Колесница. Символ, объединяющий семантику повозки и триумфа. Исторически – всадники и ездоки на колесницах относились к высшим, привилегированным группам, как «мирским» (конница в войске, конные вожди, богатыри, князья), так и сакральным (святые цари, святые воины, божества) [7, с. 297]. Потому так часто в древних текстах речь идёт о парадном, триумфальном конном выезде. Излюбленные мотивы Средневековья, затем Ренессанса и Барокко – колесницы на картинах «триумфов»: «триумфов Любви (Венеры)», «триумфов Весны», а также правителей и правительниц, знатных женихов и невест и т. п. Инверсия этого мотива – иконы Входа Господа во Иерусалим, где народ встречает Иисуса как триумфатора-Мессию, с пальмовыми ветвями (локальные варианты: с ветвями вербными или оливковыми), но Сам Иисус едет не на коне, не на колеснице и не в богатом седле, а на осле (или даже на ослёнке) и на простой попоне [8, с. 563].

Дождь из цветов. Другим вариантом (или элементом) того же триумфального въезда/входа является осыпание отмеченного персонажа цветами. На парадных пирах древнего Востока (но и Рима) прибывавших гостей осыпали лепестками роз. Цветами осыпали новобрачных, войска после победоносного похода, религиозные процессии. Ангелы осыпают Беатриче цветами так густо, что те образуют как бы занавес (завесу, паволоку). Этим они скрывают «благородную Донну» от Поэта до такой степени, что тот сначала даже не может различить, кто она. Дождь из цветов – материализованный символ самого высокого, одухотворённого, но и самого сильного блаженства, упоения, наслаждения. На западноевропейских картинах, начиная от позднего Средневековья и раннего Ренессанса, изображаются ветер Зефир (весенний, западный) и его подруга/жена Флора. Она усыпает путь мужу цветами (мотив, почерпнутый из поэмы «О природе вещей» Лукреция). Или же цветы сыплются из её уст в момент их с мужем эротического экстаза (мотив, взятый из поэмы «Фасты» Овидия) [8, с. 583].

Таким образом, Данте в отрывке, приводимом Ахматовой, не только рисует триумф Беатриче – или, в религиозных терминах, её глорификацию. Поэт вдобавок 1) представляет Беатриче как мученицу/великомученицу (оливковый венец, одежда цвета мученичества, см. ниже – Св. Агнессу) и 2) подготавливает тем самым последующие «укоризны» Беатриче (по аналогии с литургическим жанром «укоризн Христовых»).

Св. Великомученица Агнесса. По наличию устойчивых иконных атрибутов верующие определяли, какой святой представлен на той или другой иконе. Набор атрибутов, сопровождающих явление Беатриче, указывает на Св.

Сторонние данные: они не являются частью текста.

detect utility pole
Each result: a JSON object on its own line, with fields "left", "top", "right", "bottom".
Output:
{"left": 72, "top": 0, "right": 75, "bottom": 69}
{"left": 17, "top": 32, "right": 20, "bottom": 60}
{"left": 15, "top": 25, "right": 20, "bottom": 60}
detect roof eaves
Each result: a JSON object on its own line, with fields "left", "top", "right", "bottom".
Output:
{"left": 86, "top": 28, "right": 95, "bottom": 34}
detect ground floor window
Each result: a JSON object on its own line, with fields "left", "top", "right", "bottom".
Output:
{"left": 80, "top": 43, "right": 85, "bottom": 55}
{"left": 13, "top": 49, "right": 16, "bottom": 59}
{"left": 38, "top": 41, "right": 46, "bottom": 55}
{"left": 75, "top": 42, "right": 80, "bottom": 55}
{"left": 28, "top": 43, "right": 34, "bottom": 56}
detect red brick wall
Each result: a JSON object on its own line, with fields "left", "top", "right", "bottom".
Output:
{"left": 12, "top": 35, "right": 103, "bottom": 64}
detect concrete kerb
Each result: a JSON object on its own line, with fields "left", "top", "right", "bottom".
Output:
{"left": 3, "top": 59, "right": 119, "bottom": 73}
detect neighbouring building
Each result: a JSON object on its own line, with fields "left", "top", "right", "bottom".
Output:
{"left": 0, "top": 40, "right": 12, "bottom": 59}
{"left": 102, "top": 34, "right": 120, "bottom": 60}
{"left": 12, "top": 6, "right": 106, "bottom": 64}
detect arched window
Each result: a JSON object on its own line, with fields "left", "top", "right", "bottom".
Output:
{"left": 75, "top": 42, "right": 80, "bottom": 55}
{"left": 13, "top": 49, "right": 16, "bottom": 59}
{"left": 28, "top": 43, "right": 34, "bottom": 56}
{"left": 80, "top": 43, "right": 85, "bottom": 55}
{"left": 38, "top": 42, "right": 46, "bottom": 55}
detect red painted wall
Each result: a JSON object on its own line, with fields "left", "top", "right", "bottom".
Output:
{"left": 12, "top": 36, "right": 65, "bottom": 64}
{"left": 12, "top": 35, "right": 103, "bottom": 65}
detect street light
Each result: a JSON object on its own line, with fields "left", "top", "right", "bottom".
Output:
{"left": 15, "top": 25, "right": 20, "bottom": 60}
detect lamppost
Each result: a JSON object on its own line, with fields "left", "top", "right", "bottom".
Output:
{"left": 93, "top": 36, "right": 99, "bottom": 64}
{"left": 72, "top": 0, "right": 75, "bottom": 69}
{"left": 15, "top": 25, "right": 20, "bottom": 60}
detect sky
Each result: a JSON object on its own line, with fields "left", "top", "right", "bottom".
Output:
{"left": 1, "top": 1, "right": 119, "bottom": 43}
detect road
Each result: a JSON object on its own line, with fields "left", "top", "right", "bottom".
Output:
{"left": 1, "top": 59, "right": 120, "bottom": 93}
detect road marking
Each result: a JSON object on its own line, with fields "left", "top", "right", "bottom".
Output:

Великомученицу Агнессу [8, с. 49-50]. Эта очень ранняя христианская святая жила в Риме в эпоху императора Диоклетиана (284-305 годы нашей эры). Её атрибуты на иконах: 1) белый агнец (ложная этимология имени: agnus-«агнец»; на самом деле имя «Агнесса» происходит от эпитета «девственная»); 2) пальмовая ветвь (вариант, специально для Св. Агнессы, – ветвь оливковая); типовой атрибут всех мучениц; 3) цветовая гамма: соединение белого с алым – также атрибут мучеников, плюс цвет «Христовой орифламмы» – христианского знамени, алого Креста на белом фоне; впервые он был официально введён в византийской армии императором Константином Великим.

Не только атрибутика, а и сюжетика жития Св. Агнессы также накладывается, – но не на жизнь Беатриче, а на «житие» Анны Ахматовой. В юную красавицу Агнессу без памяти влюбляется сын префекта (по-современному, «мэра») языческого Рима. Девушка отказывает ему в сватовстве, ссылаясь на то, что она уже «Христова невеста». Отец юноши, префект, вызывает Агнессу и нарочно требует на глазах у римлян совершить языческий обряд жертвоприношения – своего рода, гражданскую присягу на лояльность Риму. Агнесса отказывается вновь; тогда её, обнажённую, приказывают провести через весь город в публичный дом. (Частый мотив в житиях ранних христианок; некоторые учёные связывают его с юридической практикой той поры: по законам Рима, девственницу нельзя было казнить, сперва её надо было лишить священного статуса девственности). Но чудесно отросшие волосы до пят укрывают Агнессу от оскорбительных возгласов и взглядов. Не удаётся надругаться над нею и позже. Агнессу прячет облако небесного сияния и заслоняют крылья ангелов. Наконец, не получается сжечь её на костре. Огонь уничтожает не её, а палачей. В конце концов, мученицу обезглавливают.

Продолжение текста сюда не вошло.